As we can see, the conditions that generate fractality in nature are relatively restricted. Not all forms that we find are fractals: self-similarity does not always occur on different scales. The small variations in the environment or in the history of the growth of living things make the fractal forms of nature not perfect from a mathematical point of view. For instance, they do not maintain self- similarity indefinitely at any scale. In fact, an estimate of the variations in the fractality of the natural forms can be an indicator of anomalies in the maintenance of the forces that generate the form, or the constraints that operate throughout the process of its generation. A loss of fractality can indicate a decrease in structural complexity and a lower resistance to external forces. In medicine, the measure of fractal cavities within certain bones is used to assess osteoporosis. In ecology, fractal indexes are used as a measure of the structure of a landscape, that is, of the “roughness” of its patches, which is related to its perimeter / surface relationship. This measure indicates the ability of different types of patches to interact at different scales between themselves and with the landscape matrix. That is, it tells us about the contact area through which different ecological flows (matter, energy, but also dispersal of organisms) can occur.

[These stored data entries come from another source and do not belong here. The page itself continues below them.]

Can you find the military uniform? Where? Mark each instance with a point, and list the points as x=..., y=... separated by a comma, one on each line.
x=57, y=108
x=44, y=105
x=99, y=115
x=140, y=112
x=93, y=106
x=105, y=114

In this way it can be assessed whether the colonization of a forest in a matrix of abandoned agricultural fields operates in a similar fashion around a patch or in the whole landscape, or if the fragmentation of a tropical forest reflects a hierarchical, fractal patterns of roads building.

As typical in science, the most interesting thing is not to be astonished by the patterns in nature, but to try to understand its causes from a rational analysis that contrasts hypotheses with observations and experiments. Often, in this inquiry, the good clues appear when the patterns are broken, since the causes stop working. Prospecting at which scale the fractality in nature disappears can indicate a substantial change in the forces that operate on ecological subjects. Analyzing the discrepancies in self-similarity at different scales tell us about the historical contingencies and the multiplicity of factors that interact to build the ecological systems. In any case, the fractals once again show the close relationship between mathematical laws and the functioning of nature, making the aesthetic impact of fractal visual patterns even more compelling.